私たちは、深く考えもしないで「事実」という言葉を使います。しかし、その多くは伝聞やテレビで見た映像を指して、さながらそれが実際に起こった、信じているに過ぎないでしょう。事実を伝える方法としては、映像や音声あるいは書き物(記事)などがありますが、少なくともそれらが提供されるまでには、何らかの「編集」がなされている筈です。編集とい言葉を「フィルター」を呼び替えても良いかも知れません。つまり、私たちが事実だと「思っている」事の多くが、あるフィルター越しに「見せられている虚像」かも知れないのです。テレビ報道などでも、演出や軽度のやらせは日常茶飯事でしょう。テレビ番組では、視聴率を取るためには先ずは「絵にならないといけない」からです。

一方、科学者たちが日夜研究を進めて、ある時期に論文などで成果を公表するのですが、そこに書かれている実験データに基づいたと主張するものは、やはりまだ事実と呼ぶには時期尚早な「仮説」だと言えます。100人の人が追試して、99人がそれを確認したとしても、たった一人の追試結果に疑問符が付いたとすれば、やはりそこで立ち止まって確認してみる必要があるでしょう。つまり、この理論は99%の確率の元での事実だったかも知れないからです。同様に、多くの科学者や技術者は、ある理論が一度打ち立てられると、以降はそれを鵜呑みにして使ってしまう傾向にあります。○○の定理やXXの公式などと言うモノを、私たちは日常的に引用しているでしょう。
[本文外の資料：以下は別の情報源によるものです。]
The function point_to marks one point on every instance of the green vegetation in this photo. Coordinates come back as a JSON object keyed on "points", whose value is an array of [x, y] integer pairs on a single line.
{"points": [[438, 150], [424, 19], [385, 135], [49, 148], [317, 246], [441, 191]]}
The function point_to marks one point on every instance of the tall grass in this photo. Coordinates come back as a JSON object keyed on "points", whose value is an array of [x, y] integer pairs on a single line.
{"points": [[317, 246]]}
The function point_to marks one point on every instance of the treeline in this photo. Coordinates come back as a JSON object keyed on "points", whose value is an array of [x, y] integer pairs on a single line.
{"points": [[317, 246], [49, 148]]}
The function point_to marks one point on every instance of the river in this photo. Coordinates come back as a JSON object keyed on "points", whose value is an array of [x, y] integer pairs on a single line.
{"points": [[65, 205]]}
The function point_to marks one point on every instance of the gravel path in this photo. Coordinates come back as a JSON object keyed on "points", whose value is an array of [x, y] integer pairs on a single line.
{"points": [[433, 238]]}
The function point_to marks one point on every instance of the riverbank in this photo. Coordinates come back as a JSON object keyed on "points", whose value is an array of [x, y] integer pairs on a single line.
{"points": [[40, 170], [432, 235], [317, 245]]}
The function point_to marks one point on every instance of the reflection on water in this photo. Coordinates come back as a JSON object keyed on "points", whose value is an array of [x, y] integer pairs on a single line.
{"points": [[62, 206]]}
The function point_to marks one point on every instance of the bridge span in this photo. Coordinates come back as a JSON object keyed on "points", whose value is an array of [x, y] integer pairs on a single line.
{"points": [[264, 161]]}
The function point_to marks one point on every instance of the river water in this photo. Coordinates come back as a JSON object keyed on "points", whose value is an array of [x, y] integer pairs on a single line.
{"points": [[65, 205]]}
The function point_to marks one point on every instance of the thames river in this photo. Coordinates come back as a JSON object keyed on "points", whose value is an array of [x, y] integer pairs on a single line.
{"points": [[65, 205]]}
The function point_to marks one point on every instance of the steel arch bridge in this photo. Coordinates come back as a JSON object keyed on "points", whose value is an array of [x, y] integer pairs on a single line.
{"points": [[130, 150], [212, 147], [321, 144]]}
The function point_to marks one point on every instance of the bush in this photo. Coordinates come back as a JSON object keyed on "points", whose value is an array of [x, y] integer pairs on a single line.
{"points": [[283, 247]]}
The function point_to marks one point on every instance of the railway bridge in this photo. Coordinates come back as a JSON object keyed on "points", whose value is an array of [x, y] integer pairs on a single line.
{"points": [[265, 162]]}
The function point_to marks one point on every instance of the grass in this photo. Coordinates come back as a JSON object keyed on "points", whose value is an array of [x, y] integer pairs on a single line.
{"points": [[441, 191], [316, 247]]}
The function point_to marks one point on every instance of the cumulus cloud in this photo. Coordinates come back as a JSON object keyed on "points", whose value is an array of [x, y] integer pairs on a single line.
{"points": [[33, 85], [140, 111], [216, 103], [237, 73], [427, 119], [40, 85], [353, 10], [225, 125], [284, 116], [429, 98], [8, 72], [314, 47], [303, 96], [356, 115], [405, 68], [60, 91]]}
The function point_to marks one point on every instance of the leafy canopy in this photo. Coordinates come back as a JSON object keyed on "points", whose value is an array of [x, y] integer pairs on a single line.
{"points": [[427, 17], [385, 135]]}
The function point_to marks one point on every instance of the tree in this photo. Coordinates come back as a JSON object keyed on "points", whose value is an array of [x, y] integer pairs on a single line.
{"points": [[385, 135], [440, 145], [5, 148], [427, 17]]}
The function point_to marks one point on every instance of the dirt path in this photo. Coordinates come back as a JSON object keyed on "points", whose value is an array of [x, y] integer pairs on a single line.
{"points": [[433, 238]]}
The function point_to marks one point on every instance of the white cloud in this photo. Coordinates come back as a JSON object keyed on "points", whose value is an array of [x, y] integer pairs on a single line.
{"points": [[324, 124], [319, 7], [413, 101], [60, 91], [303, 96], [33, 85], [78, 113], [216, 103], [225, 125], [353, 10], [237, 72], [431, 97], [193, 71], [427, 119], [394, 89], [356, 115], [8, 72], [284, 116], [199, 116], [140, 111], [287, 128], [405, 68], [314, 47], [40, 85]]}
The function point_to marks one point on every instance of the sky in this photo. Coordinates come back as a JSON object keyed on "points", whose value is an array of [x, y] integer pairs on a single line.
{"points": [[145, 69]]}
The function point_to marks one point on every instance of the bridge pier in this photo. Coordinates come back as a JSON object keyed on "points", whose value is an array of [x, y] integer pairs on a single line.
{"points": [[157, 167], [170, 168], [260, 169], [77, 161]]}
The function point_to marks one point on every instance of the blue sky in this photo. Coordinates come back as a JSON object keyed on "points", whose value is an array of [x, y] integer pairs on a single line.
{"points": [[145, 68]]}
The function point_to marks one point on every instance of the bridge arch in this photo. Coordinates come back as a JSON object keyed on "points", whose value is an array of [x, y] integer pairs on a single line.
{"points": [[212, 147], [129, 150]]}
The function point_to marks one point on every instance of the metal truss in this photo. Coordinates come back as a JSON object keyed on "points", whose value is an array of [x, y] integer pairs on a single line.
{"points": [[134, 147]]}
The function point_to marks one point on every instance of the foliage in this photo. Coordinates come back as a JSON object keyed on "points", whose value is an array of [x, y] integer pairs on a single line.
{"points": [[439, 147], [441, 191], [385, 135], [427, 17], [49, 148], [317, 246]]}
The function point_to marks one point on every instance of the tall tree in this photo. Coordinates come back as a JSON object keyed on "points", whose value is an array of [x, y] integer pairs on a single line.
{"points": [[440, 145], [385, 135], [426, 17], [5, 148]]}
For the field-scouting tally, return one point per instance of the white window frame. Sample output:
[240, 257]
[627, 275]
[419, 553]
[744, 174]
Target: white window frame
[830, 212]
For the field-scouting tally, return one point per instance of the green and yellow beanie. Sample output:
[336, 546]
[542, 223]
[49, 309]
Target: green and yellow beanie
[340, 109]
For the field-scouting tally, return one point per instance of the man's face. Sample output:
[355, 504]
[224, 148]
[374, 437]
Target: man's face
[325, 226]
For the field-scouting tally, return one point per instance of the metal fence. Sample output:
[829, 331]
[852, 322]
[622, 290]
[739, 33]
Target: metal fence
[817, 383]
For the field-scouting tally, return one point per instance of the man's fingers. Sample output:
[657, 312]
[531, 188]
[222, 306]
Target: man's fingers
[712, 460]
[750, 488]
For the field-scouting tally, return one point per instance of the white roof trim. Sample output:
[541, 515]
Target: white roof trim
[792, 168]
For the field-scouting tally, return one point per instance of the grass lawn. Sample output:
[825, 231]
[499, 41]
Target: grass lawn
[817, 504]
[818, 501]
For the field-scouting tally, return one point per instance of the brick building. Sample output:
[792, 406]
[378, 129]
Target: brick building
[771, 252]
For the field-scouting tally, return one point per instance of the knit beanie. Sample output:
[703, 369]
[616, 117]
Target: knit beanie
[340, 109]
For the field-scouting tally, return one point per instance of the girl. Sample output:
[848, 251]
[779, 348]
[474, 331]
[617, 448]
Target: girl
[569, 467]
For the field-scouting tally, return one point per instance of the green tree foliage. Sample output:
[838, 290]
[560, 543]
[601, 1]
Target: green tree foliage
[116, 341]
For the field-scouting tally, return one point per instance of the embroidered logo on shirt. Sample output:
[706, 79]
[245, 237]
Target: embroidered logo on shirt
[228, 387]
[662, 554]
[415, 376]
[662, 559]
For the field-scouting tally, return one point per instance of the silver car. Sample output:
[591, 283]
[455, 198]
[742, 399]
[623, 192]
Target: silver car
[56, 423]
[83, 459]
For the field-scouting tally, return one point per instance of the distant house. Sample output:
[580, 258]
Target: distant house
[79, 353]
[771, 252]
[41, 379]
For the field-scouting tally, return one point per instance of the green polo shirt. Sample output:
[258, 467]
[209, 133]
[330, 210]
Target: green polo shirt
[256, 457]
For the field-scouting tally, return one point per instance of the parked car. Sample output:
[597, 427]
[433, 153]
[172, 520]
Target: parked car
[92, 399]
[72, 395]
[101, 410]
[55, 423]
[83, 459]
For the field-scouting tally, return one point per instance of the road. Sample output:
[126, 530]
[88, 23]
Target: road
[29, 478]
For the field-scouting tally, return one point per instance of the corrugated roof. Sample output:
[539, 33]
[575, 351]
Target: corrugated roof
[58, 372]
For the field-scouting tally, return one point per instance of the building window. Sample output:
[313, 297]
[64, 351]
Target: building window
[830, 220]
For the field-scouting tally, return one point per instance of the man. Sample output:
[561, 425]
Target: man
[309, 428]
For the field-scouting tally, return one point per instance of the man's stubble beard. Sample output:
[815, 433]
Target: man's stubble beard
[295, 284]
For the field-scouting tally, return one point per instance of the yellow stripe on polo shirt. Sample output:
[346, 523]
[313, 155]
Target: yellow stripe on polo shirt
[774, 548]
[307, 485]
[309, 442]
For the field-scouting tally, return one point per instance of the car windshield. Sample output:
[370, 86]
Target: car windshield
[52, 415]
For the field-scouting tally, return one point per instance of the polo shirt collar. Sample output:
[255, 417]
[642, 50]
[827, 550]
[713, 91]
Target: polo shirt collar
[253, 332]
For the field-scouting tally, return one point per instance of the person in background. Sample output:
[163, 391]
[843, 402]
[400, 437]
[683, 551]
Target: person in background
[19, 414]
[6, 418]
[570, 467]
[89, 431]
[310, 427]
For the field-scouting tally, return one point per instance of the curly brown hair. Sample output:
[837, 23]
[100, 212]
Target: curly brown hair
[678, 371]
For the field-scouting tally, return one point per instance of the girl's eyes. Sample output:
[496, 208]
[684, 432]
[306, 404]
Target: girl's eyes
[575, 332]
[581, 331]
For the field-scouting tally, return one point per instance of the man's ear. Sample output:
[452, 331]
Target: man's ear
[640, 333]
しかし、私たちは先人の打ち立てた業績で事実とされたものを鵜呑みにするのではなく、人間の本来兼ね備えている「直観」で吟味してみる必要もあると思うのです。脳は、その持ち主が可能な限り危険を回避して、生き延びるためにこそ存在している「器官」ですから、その脳が度々発する信号=直観に注意を払ってみる必要があるでしょう。投稿者の直観は、今私たちが普通だと思って過ごしている、この国の社会システムや政治やあるいは諸外国との関係に、何やら危うい雰囲気を直感的に感じてしまいます。何が事実であるかは、結局自分の五感を使って確かめるほかはないのです。

今日から、3週間ほど欧州旅行とその後の仕事移動などで休稿で、12月中旬以降に再開予定です。どうせ、あまり読んでくれる人も多くない独り言ブログですので、休んだからといって気づく人も少ないのでしょうが…。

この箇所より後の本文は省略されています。